The economy has stabilised since Shehbaz Sharif was last prime minister. In his closing days, he managed to get the country onto a short-term Stand-by Arrangement (SBA) with the IMF, along with its associated inflows from Saudi Arabia and the UAE, which ensured the programme remains fully financed. Pakistan pulled back from the brink of a catastrophic default at that moment, and since then, the finance team under the caretaker set-up has managed to stay the course envisioned in the programme.
This does not mean the country is out of danger. It just means we went into a holding pattern, a temporary arresting of the slide towards catastrophe. This is all the programme was designed to do. For now, things are broadly on track. Targets for fiscal deficit, foreign exchange reserves, the current account deficit are more or less in line with where they are supposed to be, and the country has passed its last review relatively smoothly.
There will be one more review right after the new PM and his team enter office. Chances are they will pass that too. And then comes the real test: the successor programme the new PM is going to have to get into right away. The current one was what its name suggests, a stand-by arrangement. It was designed to avert a catastrophic default. It was not designed to remedy the underlying problems that have been bringing the country to the edge of this default every year since 2022.
Limited fiscal and foreign exchange space means the new PM will have very limited room to buy back the votes his party lost.
The targets contained in the SBA provide a clue as to what will be required by the successor programme. For example, the current account deficit cannot exceed 1.5 per cent of GDP till at least 2028. This means no pumping growth for the next four years.
The incoming prime minister will seek fiscal and foreign exchange space almost immediately upon landing in office. This means a customary visit to the Gulf partners, and perhaps another reach-out to the Chinese, although the latter have made clear the days of rescue lending are over. It is possible some sort of deal will be worked out through the offices of the Special Investment Facilitation Council, but it is unlikely that this deal will bring foreign exchange in quantities sufficient to satisfy the government’s requirements.
More tiresome will be the fiscal question. Monetising our deficits is what brought us to the position we are in. For almost a quarter of a century now, successive governments have resorted to short bursts of money printing in order to pay their bills as elections approached. But since 2017, this practice has become a near-permanent state of affairs, with one short-lived pause running for a year starting July 2019. Little surprise that since 2017 the dollar has tripled in value against the rupee, and inflation has reached record highs and is refusing to come down.

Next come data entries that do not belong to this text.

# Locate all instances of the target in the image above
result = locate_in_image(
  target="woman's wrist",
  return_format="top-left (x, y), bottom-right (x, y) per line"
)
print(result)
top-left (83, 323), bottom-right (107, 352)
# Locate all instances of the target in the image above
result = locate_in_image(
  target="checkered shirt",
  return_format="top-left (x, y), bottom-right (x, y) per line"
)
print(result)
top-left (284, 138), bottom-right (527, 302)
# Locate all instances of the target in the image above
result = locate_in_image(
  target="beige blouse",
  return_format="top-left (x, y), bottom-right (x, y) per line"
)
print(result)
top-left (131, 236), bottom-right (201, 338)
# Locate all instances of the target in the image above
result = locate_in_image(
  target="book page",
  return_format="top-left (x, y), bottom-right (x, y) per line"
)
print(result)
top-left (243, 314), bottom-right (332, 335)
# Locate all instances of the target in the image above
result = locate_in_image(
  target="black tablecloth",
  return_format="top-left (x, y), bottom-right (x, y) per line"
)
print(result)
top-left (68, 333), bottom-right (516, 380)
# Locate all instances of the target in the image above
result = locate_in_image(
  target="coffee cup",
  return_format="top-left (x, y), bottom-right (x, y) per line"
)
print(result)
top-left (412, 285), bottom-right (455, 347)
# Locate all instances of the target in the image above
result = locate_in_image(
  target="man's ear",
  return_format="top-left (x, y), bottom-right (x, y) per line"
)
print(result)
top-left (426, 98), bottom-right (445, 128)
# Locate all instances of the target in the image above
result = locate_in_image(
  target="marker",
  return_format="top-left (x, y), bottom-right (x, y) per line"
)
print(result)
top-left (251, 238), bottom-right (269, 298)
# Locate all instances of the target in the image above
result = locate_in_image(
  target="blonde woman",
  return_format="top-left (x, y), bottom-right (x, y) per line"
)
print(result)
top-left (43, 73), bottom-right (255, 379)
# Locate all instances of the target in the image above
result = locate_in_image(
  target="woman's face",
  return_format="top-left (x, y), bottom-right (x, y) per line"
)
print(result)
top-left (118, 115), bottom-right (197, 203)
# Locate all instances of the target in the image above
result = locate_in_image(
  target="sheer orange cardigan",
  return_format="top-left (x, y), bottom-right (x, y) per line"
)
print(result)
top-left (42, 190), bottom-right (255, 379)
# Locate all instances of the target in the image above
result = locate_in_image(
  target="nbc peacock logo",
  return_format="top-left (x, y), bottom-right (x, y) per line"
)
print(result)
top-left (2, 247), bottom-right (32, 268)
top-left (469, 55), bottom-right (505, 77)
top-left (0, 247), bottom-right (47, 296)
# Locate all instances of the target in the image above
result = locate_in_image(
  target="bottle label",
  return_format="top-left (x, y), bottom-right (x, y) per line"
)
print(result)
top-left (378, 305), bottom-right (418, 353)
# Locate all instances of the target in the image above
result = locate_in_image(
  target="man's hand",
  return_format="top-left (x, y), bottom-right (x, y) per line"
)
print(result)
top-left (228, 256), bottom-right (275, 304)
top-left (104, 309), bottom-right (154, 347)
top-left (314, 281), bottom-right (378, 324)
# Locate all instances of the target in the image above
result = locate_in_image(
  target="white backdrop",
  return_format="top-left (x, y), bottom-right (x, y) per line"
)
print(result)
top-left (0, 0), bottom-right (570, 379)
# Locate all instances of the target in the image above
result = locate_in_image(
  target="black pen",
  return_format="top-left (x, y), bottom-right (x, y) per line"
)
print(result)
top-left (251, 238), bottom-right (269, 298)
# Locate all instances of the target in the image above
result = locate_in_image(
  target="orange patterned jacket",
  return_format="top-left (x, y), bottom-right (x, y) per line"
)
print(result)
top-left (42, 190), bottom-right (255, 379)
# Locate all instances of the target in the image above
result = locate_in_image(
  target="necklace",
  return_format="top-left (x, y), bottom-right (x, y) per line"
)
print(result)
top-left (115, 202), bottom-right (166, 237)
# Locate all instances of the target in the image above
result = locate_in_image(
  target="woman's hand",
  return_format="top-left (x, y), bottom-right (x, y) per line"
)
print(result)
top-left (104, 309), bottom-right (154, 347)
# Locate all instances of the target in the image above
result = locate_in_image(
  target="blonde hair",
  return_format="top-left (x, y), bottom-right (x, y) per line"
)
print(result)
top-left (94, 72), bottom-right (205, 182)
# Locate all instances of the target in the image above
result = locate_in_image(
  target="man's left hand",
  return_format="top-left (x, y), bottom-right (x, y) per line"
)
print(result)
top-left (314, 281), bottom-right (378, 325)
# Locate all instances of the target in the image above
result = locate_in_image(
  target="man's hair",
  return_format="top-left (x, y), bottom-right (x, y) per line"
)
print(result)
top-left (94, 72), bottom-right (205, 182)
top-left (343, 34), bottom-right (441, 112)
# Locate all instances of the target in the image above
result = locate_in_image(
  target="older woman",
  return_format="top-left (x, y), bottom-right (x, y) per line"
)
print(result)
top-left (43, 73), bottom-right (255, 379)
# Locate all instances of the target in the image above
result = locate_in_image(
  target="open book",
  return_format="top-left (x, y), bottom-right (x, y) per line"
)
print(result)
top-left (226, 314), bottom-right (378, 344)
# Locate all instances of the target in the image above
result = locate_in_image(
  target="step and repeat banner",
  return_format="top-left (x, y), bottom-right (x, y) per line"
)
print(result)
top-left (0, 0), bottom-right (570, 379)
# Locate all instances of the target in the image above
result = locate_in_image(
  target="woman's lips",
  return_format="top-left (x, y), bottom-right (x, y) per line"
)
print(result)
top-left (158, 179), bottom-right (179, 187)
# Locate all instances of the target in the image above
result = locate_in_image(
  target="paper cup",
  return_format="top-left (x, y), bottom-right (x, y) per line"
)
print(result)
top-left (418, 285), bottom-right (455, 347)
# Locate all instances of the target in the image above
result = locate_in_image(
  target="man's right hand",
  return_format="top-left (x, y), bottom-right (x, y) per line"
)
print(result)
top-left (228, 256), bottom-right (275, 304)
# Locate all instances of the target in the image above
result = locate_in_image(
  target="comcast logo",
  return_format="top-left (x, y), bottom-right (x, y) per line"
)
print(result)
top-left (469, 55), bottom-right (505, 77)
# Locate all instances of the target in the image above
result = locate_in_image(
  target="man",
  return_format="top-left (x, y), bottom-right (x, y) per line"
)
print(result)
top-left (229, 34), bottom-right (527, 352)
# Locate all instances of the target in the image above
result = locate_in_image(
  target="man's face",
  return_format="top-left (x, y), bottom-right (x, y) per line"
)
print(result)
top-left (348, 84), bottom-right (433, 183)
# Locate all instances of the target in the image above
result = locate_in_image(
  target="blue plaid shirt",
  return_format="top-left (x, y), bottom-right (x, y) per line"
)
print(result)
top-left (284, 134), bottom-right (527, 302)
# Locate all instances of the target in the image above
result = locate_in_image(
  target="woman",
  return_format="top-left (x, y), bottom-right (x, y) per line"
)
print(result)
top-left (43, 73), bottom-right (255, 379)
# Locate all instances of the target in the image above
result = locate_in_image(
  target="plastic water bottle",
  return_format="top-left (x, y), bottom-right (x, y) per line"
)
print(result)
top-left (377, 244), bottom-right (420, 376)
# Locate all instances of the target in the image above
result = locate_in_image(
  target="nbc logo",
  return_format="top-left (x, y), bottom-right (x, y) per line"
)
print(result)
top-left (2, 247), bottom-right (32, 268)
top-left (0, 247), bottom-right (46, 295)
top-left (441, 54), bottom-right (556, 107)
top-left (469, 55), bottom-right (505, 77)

The new PM will not have resort to this traditional mechanism, especially given the heightened vigilance that the Fund programme will bring. Which means we will have very limited fiscal space in which to formulate the budget for FY25, an exercise which will begin almost immediately upon the entry of his team into their respective offices.
Limited fiscal and foreign exchange space means the new PM will have very limited room to buy back the votes his party lost, especially along GT Road, which was their core constituency. Without the resources to deliver some of the promises made on the campaign trail, the new PM could be left to hobble along with a compromised mandate and a fractured economy. He will have to find a way to avoid this predicament.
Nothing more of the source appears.